Pan-UK Biobank GWAS improves discovery, analysis of genetic architecture, and resolution into ancestry-enriched effects

Konrad J Karczewski,Rahul Gupta,Masahiro Kanai,Wenhan Lu,Kristin Tsuo,Ying Wang,Raymond K Walters,Patrick Turley,Shawneequa Callier,Nirav Shah,Nikolas Baya,Duncan S Palmer,Jacqueline I Goldstein,Gopal Sarma,Matthew Solomonson,Nathan Cheng,Sam Bryant,Claire Churchhouse,Caroline M Cusick,Timothy Poterba,John Compitello,Daniel King,Wei Zhou,Cotton Seed,Hilary K Finucane,Mark J Daly,Benjamin M Neale,Elizabeth G Atkinson,Alicia R Martin
DOI: https://doi.org/10.1101/2024.03.13.24303864
2024-10-01
Abstract:Large biobanks, such as the UK Biobank (UKB), enable massive phenome by genome-wide association studies that elucidate genetic etiology of complex traits. However, individuals from diverse genetic ancestry groups are often excluded from association analyses due to concerns about population structure introducing false positive associations. Here, we generate mixed model associations and meta-analyses across genetic ancestry groups, inclusive of a larger fraction of the UKB than previous efforts, to produce freely-available summary statistics for 7,266 traits. We build a quality control and analysis framework informed by genetic architecture. Overall, we identify 14,676 significant loci (p < 5 x 10-8) in the meta-analysis that were not found in the EUR genetic ancestry group alone, including novel associations for example between CAMK2D and triglycerides. We also highlight associations from ancestry-enriched variation, including a known pleiotropic missense variant in G6PD associated with several biomarker traits. We release these results publicly alongside FAQs that describe caveats for interpretation of results, enhancing available resources for interpretation of risk variants across diverse populations.
Genetic and Genomic Medicine
What problem does this paper attempt to address?

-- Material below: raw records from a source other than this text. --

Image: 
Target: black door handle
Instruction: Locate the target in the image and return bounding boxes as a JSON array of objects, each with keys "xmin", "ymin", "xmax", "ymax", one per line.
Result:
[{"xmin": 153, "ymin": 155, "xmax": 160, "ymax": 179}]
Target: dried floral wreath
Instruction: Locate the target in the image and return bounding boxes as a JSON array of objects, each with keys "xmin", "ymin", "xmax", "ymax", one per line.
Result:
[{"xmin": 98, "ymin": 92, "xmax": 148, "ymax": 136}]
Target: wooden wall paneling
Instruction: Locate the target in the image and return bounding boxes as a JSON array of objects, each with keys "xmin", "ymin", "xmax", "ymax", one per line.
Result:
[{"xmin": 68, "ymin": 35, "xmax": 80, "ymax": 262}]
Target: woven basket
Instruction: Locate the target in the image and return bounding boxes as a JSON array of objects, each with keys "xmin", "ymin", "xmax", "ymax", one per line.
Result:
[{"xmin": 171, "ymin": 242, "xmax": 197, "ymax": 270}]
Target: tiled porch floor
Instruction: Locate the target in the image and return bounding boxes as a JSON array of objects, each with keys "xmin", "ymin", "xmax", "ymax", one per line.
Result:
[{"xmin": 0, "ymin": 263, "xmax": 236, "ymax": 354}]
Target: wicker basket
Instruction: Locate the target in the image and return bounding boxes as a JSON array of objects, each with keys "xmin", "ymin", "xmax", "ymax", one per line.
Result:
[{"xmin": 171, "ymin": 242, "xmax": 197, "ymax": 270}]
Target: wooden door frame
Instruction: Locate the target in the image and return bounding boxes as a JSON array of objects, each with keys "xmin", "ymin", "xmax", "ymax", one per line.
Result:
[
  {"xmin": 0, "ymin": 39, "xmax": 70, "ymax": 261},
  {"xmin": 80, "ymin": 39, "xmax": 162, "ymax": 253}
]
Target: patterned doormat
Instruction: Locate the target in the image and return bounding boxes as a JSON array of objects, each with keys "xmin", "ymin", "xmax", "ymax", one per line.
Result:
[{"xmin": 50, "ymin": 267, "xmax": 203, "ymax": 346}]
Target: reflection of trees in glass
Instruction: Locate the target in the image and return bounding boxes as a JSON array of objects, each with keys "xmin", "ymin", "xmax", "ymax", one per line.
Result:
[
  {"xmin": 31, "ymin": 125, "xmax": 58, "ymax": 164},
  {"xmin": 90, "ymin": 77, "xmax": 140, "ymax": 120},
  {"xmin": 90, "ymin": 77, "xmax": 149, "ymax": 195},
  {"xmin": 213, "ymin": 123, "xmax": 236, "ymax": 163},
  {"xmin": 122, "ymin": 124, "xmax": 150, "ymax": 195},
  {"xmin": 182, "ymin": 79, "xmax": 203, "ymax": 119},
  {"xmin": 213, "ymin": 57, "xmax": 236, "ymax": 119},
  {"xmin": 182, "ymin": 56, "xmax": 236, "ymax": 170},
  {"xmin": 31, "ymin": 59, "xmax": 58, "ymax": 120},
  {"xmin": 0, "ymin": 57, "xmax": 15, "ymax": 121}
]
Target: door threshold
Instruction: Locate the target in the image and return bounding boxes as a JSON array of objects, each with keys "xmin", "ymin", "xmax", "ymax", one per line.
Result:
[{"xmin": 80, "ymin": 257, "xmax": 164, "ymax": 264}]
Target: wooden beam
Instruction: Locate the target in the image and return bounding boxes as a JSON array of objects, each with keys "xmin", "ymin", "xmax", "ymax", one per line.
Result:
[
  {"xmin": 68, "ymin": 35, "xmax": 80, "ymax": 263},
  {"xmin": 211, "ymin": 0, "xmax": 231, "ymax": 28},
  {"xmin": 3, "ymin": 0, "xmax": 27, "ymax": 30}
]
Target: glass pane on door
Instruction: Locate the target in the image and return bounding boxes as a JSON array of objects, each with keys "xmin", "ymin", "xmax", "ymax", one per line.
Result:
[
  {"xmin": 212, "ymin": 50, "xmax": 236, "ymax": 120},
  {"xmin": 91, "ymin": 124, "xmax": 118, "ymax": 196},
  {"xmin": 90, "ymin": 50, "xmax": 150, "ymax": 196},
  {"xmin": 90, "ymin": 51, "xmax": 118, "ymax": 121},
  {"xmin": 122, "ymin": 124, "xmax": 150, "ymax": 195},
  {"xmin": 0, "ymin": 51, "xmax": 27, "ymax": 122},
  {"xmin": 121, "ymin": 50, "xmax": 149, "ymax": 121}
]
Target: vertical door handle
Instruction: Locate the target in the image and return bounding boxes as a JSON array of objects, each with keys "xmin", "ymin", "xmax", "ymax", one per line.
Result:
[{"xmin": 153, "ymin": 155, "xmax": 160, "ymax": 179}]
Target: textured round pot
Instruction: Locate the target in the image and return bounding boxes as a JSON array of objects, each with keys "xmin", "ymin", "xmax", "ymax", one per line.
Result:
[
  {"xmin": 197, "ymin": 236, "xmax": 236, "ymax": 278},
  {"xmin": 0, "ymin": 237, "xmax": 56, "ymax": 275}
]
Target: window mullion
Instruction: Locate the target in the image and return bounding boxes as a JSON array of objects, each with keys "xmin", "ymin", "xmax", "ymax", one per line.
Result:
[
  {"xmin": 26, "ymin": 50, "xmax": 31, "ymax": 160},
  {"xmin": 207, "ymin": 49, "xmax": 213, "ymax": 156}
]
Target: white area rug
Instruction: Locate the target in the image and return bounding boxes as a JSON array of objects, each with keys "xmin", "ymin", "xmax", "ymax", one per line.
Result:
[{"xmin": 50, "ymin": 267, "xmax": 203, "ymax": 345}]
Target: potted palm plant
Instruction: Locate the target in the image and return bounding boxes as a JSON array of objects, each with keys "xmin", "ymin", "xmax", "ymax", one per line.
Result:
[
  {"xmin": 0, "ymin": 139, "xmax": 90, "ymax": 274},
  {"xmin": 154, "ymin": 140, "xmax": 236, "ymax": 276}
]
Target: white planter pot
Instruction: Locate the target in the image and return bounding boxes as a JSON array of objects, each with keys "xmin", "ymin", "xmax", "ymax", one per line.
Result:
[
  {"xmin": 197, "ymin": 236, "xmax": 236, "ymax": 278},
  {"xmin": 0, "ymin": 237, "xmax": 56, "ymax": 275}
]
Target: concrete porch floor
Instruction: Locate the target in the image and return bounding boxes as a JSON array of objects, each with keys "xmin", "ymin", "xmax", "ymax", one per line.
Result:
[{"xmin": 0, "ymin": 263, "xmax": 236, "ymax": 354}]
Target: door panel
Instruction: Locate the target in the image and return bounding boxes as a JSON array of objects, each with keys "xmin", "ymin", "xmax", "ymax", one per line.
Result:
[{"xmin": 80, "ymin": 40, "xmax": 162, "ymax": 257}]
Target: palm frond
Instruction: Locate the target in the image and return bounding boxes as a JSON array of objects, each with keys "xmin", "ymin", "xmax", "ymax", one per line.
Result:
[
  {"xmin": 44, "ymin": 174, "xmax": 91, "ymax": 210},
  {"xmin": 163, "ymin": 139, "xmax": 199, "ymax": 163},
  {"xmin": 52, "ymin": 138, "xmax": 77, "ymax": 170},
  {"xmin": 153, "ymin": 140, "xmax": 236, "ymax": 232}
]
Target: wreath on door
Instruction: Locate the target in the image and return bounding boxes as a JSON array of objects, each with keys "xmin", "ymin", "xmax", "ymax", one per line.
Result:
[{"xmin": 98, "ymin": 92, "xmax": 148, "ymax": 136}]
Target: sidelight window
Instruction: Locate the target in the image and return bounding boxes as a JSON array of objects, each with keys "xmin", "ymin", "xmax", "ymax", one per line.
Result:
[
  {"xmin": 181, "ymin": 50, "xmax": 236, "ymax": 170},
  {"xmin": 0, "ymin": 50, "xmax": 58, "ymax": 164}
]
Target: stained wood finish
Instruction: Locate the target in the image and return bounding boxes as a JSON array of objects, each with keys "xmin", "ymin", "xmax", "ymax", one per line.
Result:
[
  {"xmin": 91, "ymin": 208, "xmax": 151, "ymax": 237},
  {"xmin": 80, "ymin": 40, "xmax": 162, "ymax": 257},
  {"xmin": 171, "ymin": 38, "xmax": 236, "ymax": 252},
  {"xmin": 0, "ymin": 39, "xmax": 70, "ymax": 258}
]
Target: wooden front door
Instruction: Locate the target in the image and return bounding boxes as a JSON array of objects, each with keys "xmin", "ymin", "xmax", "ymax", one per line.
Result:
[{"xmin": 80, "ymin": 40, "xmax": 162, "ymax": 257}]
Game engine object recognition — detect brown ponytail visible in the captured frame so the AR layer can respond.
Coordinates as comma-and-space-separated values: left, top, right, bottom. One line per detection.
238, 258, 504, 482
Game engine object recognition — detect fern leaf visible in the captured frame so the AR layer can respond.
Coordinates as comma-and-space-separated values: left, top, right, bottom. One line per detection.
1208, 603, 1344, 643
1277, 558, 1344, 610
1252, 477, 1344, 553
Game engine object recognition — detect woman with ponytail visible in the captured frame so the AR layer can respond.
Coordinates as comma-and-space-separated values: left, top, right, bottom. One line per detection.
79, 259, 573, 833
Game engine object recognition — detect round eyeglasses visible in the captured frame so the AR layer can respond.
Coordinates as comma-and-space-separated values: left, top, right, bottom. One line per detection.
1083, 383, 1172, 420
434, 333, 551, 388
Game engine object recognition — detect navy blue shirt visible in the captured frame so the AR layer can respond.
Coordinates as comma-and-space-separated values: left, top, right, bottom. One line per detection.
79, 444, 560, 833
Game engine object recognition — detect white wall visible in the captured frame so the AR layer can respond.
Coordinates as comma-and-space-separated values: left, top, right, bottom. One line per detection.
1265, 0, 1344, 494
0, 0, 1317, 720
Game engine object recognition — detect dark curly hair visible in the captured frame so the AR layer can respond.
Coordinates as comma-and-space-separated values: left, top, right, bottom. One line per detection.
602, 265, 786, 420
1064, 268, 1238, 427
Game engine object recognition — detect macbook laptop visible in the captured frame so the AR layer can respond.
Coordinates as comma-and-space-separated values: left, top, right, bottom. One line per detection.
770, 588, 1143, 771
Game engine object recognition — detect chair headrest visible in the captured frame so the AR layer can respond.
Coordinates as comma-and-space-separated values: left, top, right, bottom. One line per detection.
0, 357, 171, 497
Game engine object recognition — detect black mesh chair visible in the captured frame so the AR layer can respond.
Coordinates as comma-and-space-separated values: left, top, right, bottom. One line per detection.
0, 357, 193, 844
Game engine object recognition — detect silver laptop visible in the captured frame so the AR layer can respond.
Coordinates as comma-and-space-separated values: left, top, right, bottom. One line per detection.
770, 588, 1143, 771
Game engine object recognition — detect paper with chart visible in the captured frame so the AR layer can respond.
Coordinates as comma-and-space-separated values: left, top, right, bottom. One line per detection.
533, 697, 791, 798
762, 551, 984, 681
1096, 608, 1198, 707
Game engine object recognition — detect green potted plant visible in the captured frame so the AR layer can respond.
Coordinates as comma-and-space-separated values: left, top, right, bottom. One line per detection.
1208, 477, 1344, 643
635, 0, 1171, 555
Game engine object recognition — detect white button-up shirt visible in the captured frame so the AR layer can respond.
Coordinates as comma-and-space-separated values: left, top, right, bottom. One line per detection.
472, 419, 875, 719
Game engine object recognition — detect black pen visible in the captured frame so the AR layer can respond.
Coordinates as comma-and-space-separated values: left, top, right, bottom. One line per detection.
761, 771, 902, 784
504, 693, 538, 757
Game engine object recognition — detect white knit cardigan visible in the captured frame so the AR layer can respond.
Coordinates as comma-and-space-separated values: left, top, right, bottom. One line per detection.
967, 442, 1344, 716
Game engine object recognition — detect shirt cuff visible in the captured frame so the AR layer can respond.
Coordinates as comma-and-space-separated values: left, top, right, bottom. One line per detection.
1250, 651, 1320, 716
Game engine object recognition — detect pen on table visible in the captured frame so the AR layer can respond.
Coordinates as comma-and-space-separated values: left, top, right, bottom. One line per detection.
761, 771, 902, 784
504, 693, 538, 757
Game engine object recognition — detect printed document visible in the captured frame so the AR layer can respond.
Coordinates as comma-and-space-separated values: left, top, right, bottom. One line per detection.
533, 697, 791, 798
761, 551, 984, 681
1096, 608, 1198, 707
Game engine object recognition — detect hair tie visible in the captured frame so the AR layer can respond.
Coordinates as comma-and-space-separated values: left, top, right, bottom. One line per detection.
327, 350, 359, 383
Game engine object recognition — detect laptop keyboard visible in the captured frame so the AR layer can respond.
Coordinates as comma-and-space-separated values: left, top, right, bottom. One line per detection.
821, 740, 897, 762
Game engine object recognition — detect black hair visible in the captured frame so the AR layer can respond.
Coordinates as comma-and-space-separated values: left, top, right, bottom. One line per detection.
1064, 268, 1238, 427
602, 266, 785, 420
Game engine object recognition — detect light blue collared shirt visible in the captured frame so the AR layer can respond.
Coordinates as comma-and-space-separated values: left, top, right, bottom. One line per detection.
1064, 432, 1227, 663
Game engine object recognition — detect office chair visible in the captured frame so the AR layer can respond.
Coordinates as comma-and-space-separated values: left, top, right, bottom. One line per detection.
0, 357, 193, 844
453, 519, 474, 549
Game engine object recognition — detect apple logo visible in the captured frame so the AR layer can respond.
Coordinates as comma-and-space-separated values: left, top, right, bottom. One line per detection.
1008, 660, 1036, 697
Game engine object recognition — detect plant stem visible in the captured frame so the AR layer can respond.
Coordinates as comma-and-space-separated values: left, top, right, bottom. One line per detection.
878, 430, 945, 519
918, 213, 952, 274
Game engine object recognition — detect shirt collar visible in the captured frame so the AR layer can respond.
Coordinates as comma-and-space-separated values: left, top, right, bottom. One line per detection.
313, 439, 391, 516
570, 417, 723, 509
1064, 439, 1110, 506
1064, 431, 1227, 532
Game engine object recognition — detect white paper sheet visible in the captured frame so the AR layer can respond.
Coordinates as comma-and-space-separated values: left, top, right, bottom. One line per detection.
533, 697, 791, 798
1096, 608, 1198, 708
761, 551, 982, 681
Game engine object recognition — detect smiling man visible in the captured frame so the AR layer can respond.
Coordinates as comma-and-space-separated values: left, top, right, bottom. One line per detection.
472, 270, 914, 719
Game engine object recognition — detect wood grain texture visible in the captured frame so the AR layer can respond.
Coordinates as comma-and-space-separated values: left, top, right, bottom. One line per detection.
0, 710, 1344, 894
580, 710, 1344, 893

The paper aims to address the following key issues: 1. **Enhancing the discovery power of Genome-Wide Association Studies (GWAS)**: By integrating data from different genetic background populations, conducting mixed model association analyses and meta-analyses to identify more genetic loci associated with complex traits. This includes new loci that were not discovered in European genetic background populations. 2. **Deciphering genetic structure**: Through the analysis of multi-ancestry populations, better decipher the genetic structure of complex traits, revealing specific variations and their biological significance in different ancestral groups. 3. **Reducing false positive results caused by population stratification**: By optimizing the analytical framework, reduce false positive associations introduced by population stratification (i.e., systematic differences between different genetic background populations), improving the reliability and accuracy of the study. 4. **Increasing research on non-European background populations**: In previous GWAS studies, non-European background populations were often excluded, leading to insufficient genetic discoveries in these groups. This study increases the coverage of genetic research on these populations by including a larger proportion of non-European background individuals, enhancing the generalizability and applicability of the research findings. 5. **Providing high-quality public data resources**: Release freely available summary statistics and detailed explanatory guides to help researchers better understand and utilize these data, promoting the interpretation and application of risk variants across populations. Specifically, this study analyzed 7,266 phenotypes in the UK Biobank, using mixed model association analyses and meta-analyses methods for multi-ancestry populations, and discovered 14,676 significant loci (p<5x10^-8) that were not found in European genetic background populations. These findings not only increase the understanding of the genetic basis of complex traits but also provide valuable resources for future research.